Deepak Nitrite's prospect continues to be driven by phenolics biz
Deepak Nitrite will continue to accrue benefits from the country’s growing demand and import substitutions. Being a basic manufacturer, it also has a good edge over cost competition
Deepak Nitrite is seeing strong investor confidence with its stock prices more than doubling year to date. The company, which is an established manufacturer of phenol, acetone, and isopropyl alcohol through its subsidiary Deepak Phenolics, has continued to benefit from rising prices of phenol derivatives.
Global supply disruption for these chemicals during the year benefitted the company. Having created India’s largest phenol-acetone plant, the company will continue to accrue benefits from the country’s growing demand and import substitutions. Being a basic manufacturer, it also has a good edge over cost competition.

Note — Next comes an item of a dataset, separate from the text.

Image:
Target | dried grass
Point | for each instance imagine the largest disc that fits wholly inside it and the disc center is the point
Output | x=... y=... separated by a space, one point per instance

While investment rationale remains strong, in the near term there will be challenges too. Prices of phenol seem to be peaking around current levels, while acetone prices have normalized from their peak over the last two months, said analysts at Motilal Oswal Financial Services post Q2 results. EBIT margin in fine and specialty chemicals dipped for the fourth consecutive quarter and the same for basic chemicals normalized, said analysts.
In the ongoing third quarter, prices continue to correct further. Recent chemical and petrochemical prices data by Emkay Global Financial Services indicates that prices of phenol and acetone in November are down 4.9% and 11.4% over October.
Thus, there may not be benefits from rising realisations. Also, the company had achieved its highest-ever plant utilization rate of 120% in 2QFY22, leaving limited growth in this segment for volume accretion, say analysts.
The longer-term prospects nevertheless remain strong and intact. Having fully integrated manufacturing facilities will help it manage and produce chemicals with a competitive advantage. Deepak Phenolics caters to several end-user industries such as agrochemicals, rubber, pharmaceuticals, paper, textile, detergent, colorants, paints, etc. resulting in a natural hedge, say analysts.
Analysts at JM Financial expect “Sales, Ebitda and Earnings per share to post 18%, 18%, and 20% CAGR (compound annual growth rate), respectively, over FY21-24E". Despite an aggressive capex of ₹1,500 crore over FY23-24, they expect its return on capital employed (pre-tax) to remain 32% over FY23E-24E.